[di Elisabetta Curzel]
La copertina di Félicette, di Elisabetta Curzel e Anna Resmini (Topipittori, 2020).
Una sera di qualche tempo fa stavo esattamente dove sto ora, a lavorare a un articolo sull’ultima scoperta della ricerca spaziale. Scrivere una notizia di settore – ovvero narrare un fatto non di cronaca - è un esercizio sempre piacevole che però, per funzionare, deve attenersi a regole severe. Servono un capo e una coda, e una vicenda in mezzo; parole precise e comprensibili tanto agli esperti quanto ai neofiti; informazioni chiare e verificate. Quest’ultimo passaggio porta chi scrive a saltellare da una fonte all’altra – sarà vero? Chi lo dice? – ed è questo il terreno in cui si incrociano mille storie diverse.
Stavo quindi dove sto ora quando tra satelliti, esopianeti e viaggi su Marte è spuntato fuori un gatto. Orecchie, baffi, coda – proprio un gatto. L’onestà mi impone di rivelare che ai gatti non servono grandi sforzi per attirare la mia attenzione. Di loro mi piace tutto ciò che è noto, e persino il suono della parola, gat-to, con quella doppia t che fa capire che non si sta scherzando. Ma che ci faceva un gatto nello spazio? Mi era nota, come a molti, la storia di Laika, la cagnetta che nel 1957 venne lanciata nello spazio, fece qualche migliaio di giri attorno al pianeta e non tornò più a casa (il rientro non era previsto). Sapevo poi, vagamente, di altri animali cosmonauti. Ma un gatto mi giungeva nuovo. È stato così che Félicette, come fanno di solito i gatti, ha deciso una sera di trasferirsi nei miei pensieri; e io non ho potuto fare altro che accettarlo. È stato così che è nato questo libro, Félicette, storia del primo gatto nello spazio, scritto da me e illustrato da Anna Resmini che ringrazio per il lavoro bellissimo che ha fatto.

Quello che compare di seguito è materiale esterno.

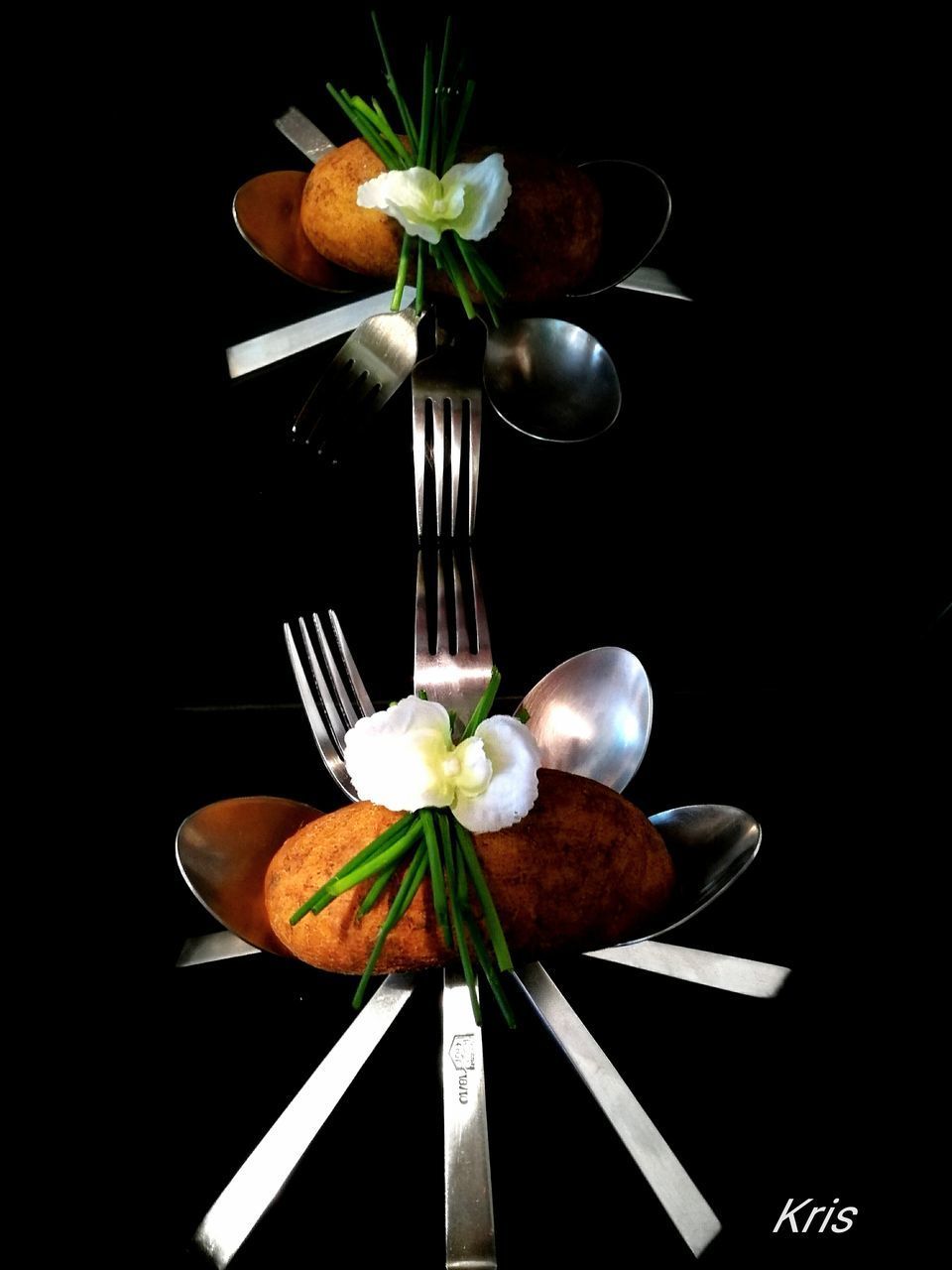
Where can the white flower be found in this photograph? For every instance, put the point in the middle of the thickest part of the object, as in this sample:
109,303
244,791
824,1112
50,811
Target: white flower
470,198
405,758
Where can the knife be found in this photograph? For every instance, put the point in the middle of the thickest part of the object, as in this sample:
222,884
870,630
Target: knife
693,1216
257,1184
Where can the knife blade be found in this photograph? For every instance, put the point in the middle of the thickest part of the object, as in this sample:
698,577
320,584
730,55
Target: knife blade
255,1185
693,1216
696,965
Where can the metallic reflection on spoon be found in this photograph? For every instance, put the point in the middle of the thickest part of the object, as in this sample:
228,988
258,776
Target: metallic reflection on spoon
551,380
592,715
267,211
223,851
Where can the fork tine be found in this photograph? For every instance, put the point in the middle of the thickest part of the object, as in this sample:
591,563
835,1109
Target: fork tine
438,456
480,610
335,721
462,631
419,453
329,752
343,697
421,635
475,436
443,644
456,431
363,698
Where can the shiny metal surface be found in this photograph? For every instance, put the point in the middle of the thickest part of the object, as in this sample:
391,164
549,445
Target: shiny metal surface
458,668
468,1187
257,1184
254,354
447,394
267,212
223,851
218,947
592,715
690,1213
367,371
275,345
302,134
551,380
711,969
333,710
636,209
711,846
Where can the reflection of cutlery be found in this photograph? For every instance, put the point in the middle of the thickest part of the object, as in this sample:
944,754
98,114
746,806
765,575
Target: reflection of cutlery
694,965
693,1216
255,1185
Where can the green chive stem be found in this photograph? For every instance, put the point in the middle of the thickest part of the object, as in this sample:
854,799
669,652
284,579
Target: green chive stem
456,917
488,968
439,894
408,889
489,910
402,275
367,852
484,705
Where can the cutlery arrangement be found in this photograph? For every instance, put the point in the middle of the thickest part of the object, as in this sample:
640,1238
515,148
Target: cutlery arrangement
551,381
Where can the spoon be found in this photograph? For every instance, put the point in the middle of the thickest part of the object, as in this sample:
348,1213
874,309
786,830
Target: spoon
223,851
551,380
592,715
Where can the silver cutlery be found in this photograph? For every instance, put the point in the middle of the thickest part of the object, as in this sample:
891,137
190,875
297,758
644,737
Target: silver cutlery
690,1213
257,1184
447,395
456,675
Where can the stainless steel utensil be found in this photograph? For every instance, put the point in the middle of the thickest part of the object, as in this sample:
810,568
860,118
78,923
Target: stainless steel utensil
690,1213
457,671
592,715
339,707
551,380
367,371
457,679
257,1184
447,393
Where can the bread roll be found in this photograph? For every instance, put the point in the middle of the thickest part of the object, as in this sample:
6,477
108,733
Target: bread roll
584,869
546,244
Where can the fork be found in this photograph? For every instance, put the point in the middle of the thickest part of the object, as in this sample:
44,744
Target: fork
456,675
448,384
365,375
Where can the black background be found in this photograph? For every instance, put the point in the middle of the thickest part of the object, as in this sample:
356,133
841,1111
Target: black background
762,527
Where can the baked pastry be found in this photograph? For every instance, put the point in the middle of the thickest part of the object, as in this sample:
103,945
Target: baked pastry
546,244
584,869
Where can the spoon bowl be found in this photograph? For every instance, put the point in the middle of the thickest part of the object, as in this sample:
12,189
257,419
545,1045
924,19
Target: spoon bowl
551,380
223,851
267,212
592,715
636,209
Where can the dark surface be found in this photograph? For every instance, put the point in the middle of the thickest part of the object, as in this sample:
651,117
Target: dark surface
772,559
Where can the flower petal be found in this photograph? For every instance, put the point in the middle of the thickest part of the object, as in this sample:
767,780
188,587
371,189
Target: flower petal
486,191
414,197
395,757
516,760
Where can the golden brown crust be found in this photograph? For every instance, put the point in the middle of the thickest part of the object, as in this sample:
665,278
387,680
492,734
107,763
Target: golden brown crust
584,869
546,243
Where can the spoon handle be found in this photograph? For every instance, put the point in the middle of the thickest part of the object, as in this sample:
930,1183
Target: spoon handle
690,1213
697,965
258,1182
471,1242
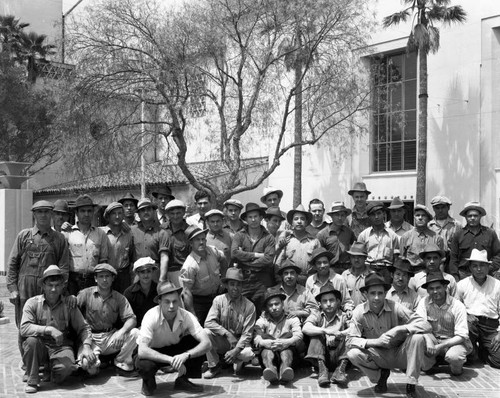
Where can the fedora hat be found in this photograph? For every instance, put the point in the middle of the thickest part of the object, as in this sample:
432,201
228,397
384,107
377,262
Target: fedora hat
268,191
328,288
42,205
374,279
473,206
252,207
431,248
84,200
287,263
396,203
163,191
145,202
436,276
112,206
273,292
359,187
337,207
61,206
52,270
358,249
193,231
129,196
320,252
479,256
299,209
233,274
401,264
165,288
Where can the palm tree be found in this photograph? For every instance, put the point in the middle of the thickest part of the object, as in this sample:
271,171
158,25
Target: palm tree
424,38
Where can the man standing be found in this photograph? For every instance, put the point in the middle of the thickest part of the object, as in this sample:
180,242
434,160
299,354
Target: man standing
229,326
150,240
338,236
47,325
201,273
413,242
384,335
120,245
88,246
473,236
277,334
253,249
480,294
397,222
203,204
102,306
172,336
448,318
359,218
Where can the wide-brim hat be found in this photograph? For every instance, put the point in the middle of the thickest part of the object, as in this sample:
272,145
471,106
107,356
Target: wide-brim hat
299,209
164,191
396,203
359,187
52,270
42,205
233,274
112,206
402,264
374,279
473,206
84,200
252,207
287,263
479,256
273,292
436,276
425,209
105,267
320,252
128,196
328,288
193,231
145,202
431,248
338,207
358,249
268,191
165,288
61,206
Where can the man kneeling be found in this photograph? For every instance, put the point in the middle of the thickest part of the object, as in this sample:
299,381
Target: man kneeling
277,334
46,324
327,330
172,336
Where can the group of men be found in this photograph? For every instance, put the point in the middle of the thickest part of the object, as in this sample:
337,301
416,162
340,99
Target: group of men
349,287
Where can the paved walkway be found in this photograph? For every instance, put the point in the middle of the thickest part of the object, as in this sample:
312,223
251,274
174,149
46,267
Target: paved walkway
478,381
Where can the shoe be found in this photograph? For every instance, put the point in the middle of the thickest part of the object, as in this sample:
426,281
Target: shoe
183,383
212,372
270,375
148,387
411,391
381,386
29,389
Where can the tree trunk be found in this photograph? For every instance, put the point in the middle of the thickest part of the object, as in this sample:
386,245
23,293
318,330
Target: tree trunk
422,129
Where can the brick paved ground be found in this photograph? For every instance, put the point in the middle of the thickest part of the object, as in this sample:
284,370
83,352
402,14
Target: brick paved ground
477,381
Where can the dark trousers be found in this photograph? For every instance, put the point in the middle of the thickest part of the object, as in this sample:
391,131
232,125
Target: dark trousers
147,368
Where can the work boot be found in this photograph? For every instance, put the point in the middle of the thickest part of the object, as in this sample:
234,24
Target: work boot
340,376
381,386
323,380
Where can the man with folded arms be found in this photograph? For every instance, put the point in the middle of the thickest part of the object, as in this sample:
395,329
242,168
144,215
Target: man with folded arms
229,326
170,335
46,325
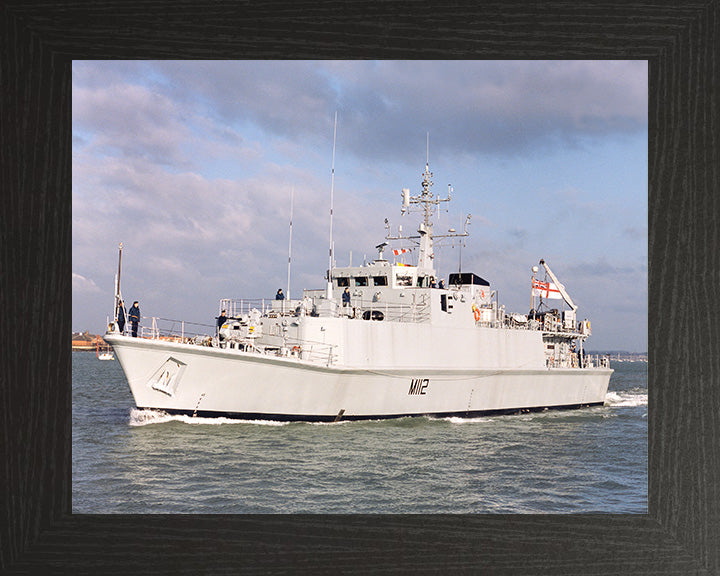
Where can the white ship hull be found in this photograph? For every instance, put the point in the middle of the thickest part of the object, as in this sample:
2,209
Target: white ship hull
382,340
202,381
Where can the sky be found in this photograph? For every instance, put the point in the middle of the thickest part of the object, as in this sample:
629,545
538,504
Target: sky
192,165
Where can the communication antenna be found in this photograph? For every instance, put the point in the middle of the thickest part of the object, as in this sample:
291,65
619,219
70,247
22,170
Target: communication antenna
117,282
332,190
292,196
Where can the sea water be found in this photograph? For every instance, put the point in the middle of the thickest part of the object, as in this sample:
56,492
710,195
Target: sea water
133,461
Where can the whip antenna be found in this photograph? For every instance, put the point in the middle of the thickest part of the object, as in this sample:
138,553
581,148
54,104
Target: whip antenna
292,196
332,190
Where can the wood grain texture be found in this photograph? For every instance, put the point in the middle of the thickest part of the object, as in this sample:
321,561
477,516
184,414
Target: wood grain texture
38,533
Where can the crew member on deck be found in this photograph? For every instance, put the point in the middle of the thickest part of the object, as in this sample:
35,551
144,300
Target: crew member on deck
121,316
134,315
221,320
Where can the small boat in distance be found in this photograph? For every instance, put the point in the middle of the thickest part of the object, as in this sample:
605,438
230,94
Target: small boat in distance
381,340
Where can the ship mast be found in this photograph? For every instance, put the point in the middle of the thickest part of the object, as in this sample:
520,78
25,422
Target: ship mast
428,201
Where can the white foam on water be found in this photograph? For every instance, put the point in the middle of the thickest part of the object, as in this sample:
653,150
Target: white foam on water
145,417
460,420
625,399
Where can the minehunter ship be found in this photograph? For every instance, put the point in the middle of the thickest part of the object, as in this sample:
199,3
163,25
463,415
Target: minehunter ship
396,344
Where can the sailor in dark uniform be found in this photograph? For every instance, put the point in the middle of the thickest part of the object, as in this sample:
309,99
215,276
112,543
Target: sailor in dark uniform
134,315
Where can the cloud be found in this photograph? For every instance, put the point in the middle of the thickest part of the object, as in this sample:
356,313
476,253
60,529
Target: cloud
191,164
82,285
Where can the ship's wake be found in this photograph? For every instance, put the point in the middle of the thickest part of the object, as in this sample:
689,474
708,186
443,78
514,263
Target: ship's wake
626,399
146,417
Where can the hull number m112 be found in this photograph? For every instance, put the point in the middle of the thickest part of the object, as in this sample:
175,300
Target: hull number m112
418,385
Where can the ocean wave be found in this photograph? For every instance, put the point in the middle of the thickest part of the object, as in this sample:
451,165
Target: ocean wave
625,399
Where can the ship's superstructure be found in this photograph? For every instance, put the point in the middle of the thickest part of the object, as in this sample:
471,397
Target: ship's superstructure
383,339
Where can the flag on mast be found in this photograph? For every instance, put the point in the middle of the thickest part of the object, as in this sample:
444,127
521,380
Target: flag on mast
546,290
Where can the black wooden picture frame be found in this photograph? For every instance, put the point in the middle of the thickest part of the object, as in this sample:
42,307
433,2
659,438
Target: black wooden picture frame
39,534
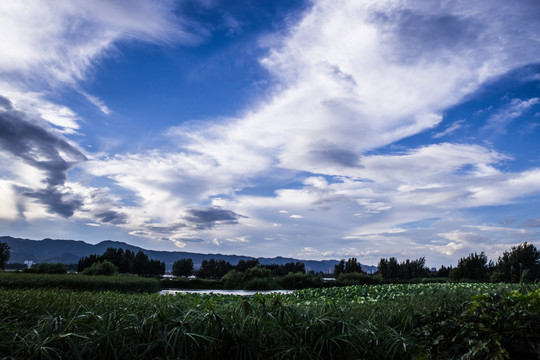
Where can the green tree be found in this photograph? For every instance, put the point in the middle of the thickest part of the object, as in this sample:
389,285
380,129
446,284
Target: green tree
214,269
183,267
339,268
521,263
5,254
353,266
140,263
46,268
473,267
243,265
104,267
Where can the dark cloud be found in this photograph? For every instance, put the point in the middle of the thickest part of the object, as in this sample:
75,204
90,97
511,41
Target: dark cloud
209,217
56,201
165,229
417,36
532,223
112,217
32,143
332,154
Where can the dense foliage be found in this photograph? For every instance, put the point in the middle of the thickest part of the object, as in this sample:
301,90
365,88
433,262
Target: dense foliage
390,269
4,254
351,266
394,321
522,263
183,267
127,262
128,284
46,268
216,269
104,267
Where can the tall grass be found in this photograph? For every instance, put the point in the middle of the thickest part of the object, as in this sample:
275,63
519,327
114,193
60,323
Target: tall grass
377,322
128,284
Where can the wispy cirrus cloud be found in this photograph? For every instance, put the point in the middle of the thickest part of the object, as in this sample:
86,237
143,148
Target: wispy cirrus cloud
312,165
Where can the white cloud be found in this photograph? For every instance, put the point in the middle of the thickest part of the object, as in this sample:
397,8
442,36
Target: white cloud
49,44
500,120
450,129
354,76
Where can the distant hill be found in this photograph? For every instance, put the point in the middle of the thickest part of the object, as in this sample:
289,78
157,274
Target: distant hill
70,251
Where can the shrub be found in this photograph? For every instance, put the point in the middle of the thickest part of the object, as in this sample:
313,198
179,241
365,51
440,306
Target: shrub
261,284
104,267
356,279
293,281
233,279
45,268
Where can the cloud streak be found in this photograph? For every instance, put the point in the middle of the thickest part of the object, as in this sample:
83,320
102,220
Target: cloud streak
320,164
43,150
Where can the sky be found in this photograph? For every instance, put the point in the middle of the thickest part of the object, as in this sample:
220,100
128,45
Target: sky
316,129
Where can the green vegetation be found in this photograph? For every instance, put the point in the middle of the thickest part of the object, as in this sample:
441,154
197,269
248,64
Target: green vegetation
104,267
127,284
46,268
183,267
4,255
126,262
393,321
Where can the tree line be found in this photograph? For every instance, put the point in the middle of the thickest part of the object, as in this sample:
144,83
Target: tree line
521,263
216,269
122,261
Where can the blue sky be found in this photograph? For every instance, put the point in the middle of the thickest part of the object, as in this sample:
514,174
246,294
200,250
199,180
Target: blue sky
313,129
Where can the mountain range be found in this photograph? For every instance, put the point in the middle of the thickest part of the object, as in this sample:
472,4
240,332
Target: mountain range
70,251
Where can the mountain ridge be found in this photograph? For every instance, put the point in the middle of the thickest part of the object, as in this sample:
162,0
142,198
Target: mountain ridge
70,251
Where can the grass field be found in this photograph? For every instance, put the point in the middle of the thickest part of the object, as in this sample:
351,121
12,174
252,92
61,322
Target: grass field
417,321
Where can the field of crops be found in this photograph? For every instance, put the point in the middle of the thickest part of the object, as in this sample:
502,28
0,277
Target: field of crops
420,321
127,284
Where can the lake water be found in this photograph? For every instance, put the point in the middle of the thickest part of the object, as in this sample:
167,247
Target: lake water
224,292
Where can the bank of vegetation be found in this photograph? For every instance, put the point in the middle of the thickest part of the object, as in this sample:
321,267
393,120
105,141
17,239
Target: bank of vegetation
392,321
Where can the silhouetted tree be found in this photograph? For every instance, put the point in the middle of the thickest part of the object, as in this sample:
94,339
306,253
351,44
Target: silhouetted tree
213,269
339,268
5,254
243,265
521,263
183,267
472,267
125,262
140,263
352,266
390,269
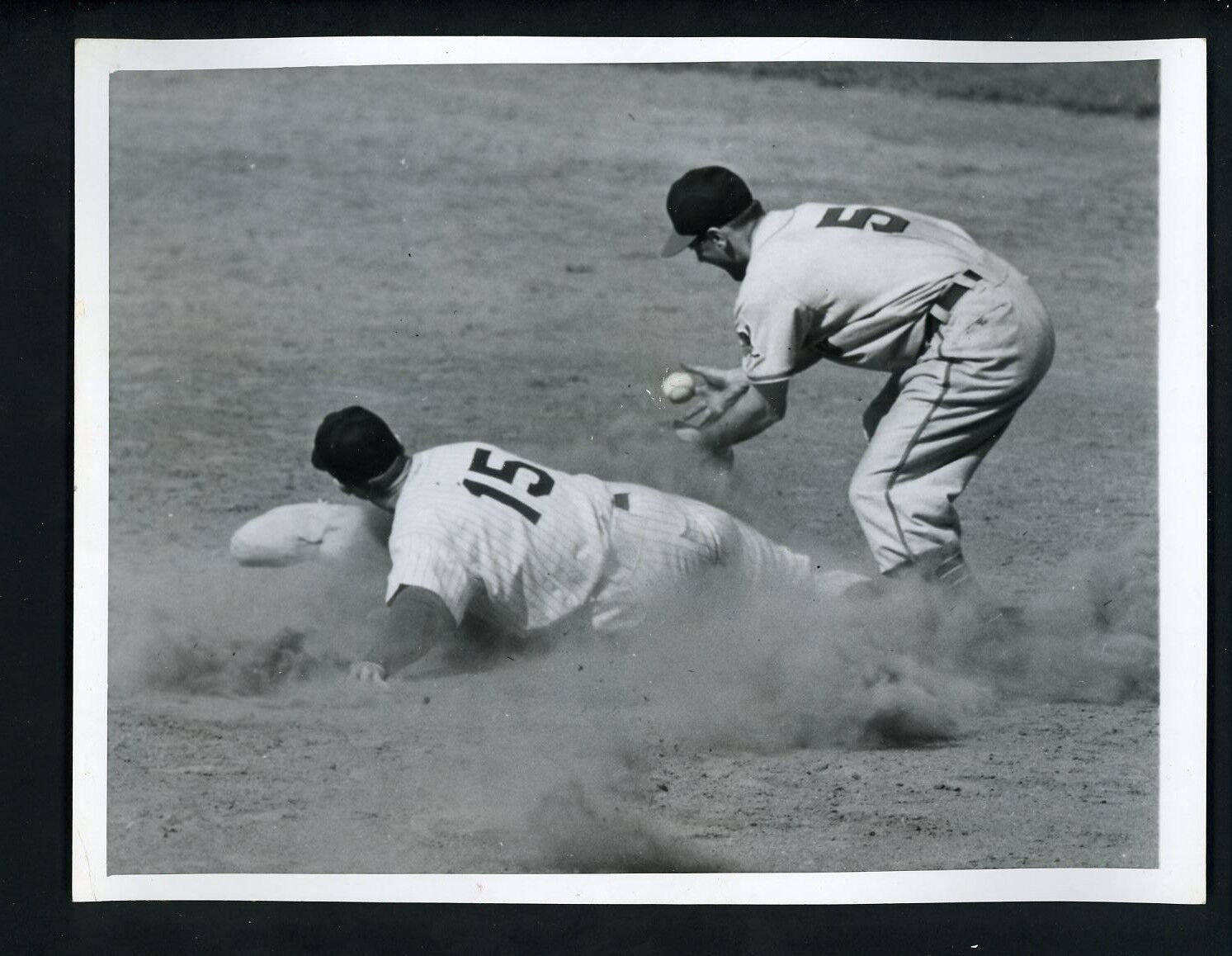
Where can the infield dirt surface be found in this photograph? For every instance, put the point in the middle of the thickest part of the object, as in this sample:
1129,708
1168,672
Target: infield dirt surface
472,253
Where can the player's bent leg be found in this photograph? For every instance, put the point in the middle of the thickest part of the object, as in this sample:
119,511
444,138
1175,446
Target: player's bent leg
292,533
952,405
658,556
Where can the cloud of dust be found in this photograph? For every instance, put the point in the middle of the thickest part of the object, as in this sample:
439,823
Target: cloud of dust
200,626
717,668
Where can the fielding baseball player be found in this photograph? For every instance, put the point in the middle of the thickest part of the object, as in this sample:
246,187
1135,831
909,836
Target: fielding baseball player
962,335
481,532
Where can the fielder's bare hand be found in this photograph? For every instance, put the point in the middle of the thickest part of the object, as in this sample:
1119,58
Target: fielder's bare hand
717,388
369,672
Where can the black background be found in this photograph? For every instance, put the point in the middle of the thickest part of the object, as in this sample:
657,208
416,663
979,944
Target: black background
36,323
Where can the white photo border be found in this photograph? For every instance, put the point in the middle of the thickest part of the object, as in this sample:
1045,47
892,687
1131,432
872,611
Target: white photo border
1181,876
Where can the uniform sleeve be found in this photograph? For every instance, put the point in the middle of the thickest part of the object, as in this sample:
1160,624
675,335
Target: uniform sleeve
422,561
772,328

Félicette: risguardi (illustrazione di Anna Resmini).
Per scrivere di Félicette, per prima cosa, serviva un po’ di materiale. Non era immediato. Un paio d’anni or sono, quando la storia ha preso forma, del gatto spaziale parlavano in pochi: la NASA, in un articolo dedicato alla storia degli animali cosmonauti; poi un’orma qua e una là – notizie frammentarie che era necessario ricucire. Ci ho dedicato un bel po’ di tempo. Poi c’era la questione in sé. Una pagina della NASA destinata agli studenti spiega che «In the earlier days of space exploration, nobody knew if people could survive a trip away from Earth, so using animals was the best way to find out» (traduco: «Agli albori dell’esplorazione spaziale non si sapeva se gli esseri umani potevano sopravvivere a un viaggio fuori dai confini terrestri; utilizzare gli animali era quindi il modo migliore per scoprirlo»). Tanto, erano solo animali.
Al giorno d’oggi, nessuno direbbe mai «tanto, sono solo animali». Dagli anni di Félicette ci separano cambiamenti culturali profondi, che hanno ridisegnato il rapporto dell’uomo con la natura e con gli altri esseri viventi. Per quanto la strada da fare sia ancora lunga e piena di intralci, concepire l’animale come essere meramente funzionale all’uomo è un pensiero ormai sorpassato. Quindi, che fare?
Félicette: interni (illustrazioni di Anna Resmini).
Lo sforzo nel quale ho provato a cimentarmi è stato quello di guardare al viaggio spaziale di Félicette attraverso i suoi occhi. Al suo sguardo di gatta – intoccato dall’umana ambizione e da interessi che se mai compresi le risulterebbero forse totalmente inutili – è dedicato questo libro. La mia speranza è che il lettore non scandagli il testo alla ricerca di morali o indicazioni ideologiche: volevo mettere su carta lo sguardo di un gatto.
Rispetto a qualche anno fa, la memoria di Félicette vive oggi un periodo di revival. È di pochi mesi fa (gennaio 2020) il lungo articolo dedicato dallo Smithsonian alla posa di una statua in bronzo che immortala la gatta in equilibrio sul pianeta Terra, con il muso rivolto al cielo. Realizzata grazie a una campagna di crowdfunding su Kickstarter, promossa da un gattofilo appassionato di spazio, la statua è oggi posizionata negli spazi dell’International Space University di Strasburgo.
Ho come l’impressione che se venisse a saperlo, Félicette ci passerebbe davanti, strofinerebbe un po’ la testa sul piedistallo per farla sua, e poi continuerebbe tranquilla per la sua strada.